Eröffnung der Gesamtstrecke am 1. Dezember 1908 durch die Königlich Bayerischen StaatsEisenbahnen.

Jetzt muss man unseren königlich-bayerischen Staatseisenbahnern ein hohes Kompliment machen. Sie haben nämlich damals schon die Strecke Garching – Freilassing als eine zweigleisige Schnellfahrstrecke konzipiert. Am wichtigsten: die ganze Trasse ist daraufhin ausgelegt, wenn sie auch – bis jetzt noch – eingleisig betrieben wird. Und vor allem: rechtlich ist die Zweigleisigkeit bereits festgelegt. Das freut bestimmt die Planer – kein Ärger mit Kommunen oder Anliegern.

Gibt es sonst noch Besonderheiten? Ja, gibt es. Der auch heute noch beeindruckende, große Viadukt über die Alz bei Garching war damals das größte Bauwerk des Kaiserreichs in »Senkbrunnentechnik«.

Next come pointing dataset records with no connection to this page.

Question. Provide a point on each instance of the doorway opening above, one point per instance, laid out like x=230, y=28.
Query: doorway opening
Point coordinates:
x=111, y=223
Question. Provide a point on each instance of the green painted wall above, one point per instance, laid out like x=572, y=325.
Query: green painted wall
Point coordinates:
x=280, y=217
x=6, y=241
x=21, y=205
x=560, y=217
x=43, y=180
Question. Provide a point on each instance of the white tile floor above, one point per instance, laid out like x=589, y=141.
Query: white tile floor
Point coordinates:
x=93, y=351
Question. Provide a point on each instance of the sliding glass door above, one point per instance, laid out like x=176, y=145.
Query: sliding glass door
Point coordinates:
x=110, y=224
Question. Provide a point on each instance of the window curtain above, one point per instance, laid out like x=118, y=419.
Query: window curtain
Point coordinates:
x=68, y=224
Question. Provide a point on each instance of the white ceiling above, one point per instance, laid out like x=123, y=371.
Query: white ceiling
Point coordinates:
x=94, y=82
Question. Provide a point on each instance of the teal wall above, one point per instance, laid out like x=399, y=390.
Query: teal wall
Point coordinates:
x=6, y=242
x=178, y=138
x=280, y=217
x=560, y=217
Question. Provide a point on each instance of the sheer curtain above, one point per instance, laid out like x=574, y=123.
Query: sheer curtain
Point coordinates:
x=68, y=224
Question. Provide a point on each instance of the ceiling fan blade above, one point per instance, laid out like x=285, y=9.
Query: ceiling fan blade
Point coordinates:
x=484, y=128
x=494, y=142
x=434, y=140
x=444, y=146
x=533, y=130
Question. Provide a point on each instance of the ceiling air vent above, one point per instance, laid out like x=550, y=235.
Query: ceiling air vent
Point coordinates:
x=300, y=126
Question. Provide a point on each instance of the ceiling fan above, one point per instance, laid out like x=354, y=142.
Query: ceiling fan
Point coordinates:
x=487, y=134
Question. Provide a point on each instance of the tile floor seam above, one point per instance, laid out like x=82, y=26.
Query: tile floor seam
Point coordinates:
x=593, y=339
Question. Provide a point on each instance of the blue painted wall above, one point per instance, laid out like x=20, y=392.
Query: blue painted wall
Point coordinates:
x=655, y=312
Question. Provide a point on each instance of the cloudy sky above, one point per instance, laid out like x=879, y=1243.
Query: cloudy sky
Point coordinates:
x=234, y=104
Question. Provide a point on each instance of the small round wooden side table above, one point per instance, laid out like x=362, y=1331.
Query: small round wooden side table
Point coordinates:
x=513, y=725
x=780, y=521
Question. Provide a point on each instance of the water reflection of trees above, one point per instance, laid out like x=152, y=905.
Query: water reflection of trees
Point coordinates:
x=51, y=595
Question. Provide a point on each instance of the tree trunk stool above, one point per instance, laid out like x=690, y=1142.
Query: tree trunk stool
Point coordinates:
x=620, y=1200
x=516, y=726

Und auf der ganzen Strecke haben die königlich-bayerischen Planer keine »schienengleichen« Bahnübergänge erlaubt. Alles also zum schnellen, ungehemmten Bahnbetrieb. Jede Straße, sogar jeder Feldweg kreuzt nur mit Unter- oder Überführung, hoch sehenswert für den heimatkundlich und eisenbahntechnisch interessierten Wanderer. Den Beruf des Schrankenwärters gab es auf der ganzen Strecke einfach nicht. Dazu ein Beispiel:

Nördlich von Wiesmühl führt von Gunzenberg ein unbedeutender Feldweg ins Gelände. Also normal ein »schienengleicher« Bahnübergang mit nicht einmal einer Schranke, bestenfalls einem Andreaskreuz auf beiden Seiten. Nicht so hier! Wie das Luftbild auf der nächsten Seite zeigt: ein gewaltiges Brückenbauwerk.

Am Ende des I. Weltkriegs und mit dem Zerfall der k.u.k. Monarchie auch als einheitlichem Wirtschaftsraum waren alle diese Planungen und Betriebe Makulatur. Die Gleise der »Tauernbahn« lagen nun in einigen neuen, nicht unbedingt befreundeten und durch Zollgrenzen getrennten Staaten: Tschechoslowakei, Österreich, Jugoslawien, Italien. Die Strecke Mühldorf – Freilassing auch der »Bayerischen Tauernbahn« wurde damit für viele Jahre auch im Personenverkehr eine recht unbedeutende Nebenbahn. Letztes Friedens-Kursbuch 1938/39, Strecke 272: 3(!) tägliche Verbindungen hin und zurück. Recht einsam.

Eine respektvolle Erinnerung an unsere königlich-bayerischen Eisenbahn-Großväter. Ihre damaligen großartigen Planungen und Bauten haben auch heute, nach über 100 Jahren, ihre Bedeutung behalten, wiederbekommen und sind jetzt wieder Grundlagen für zukünftige Verbindungen.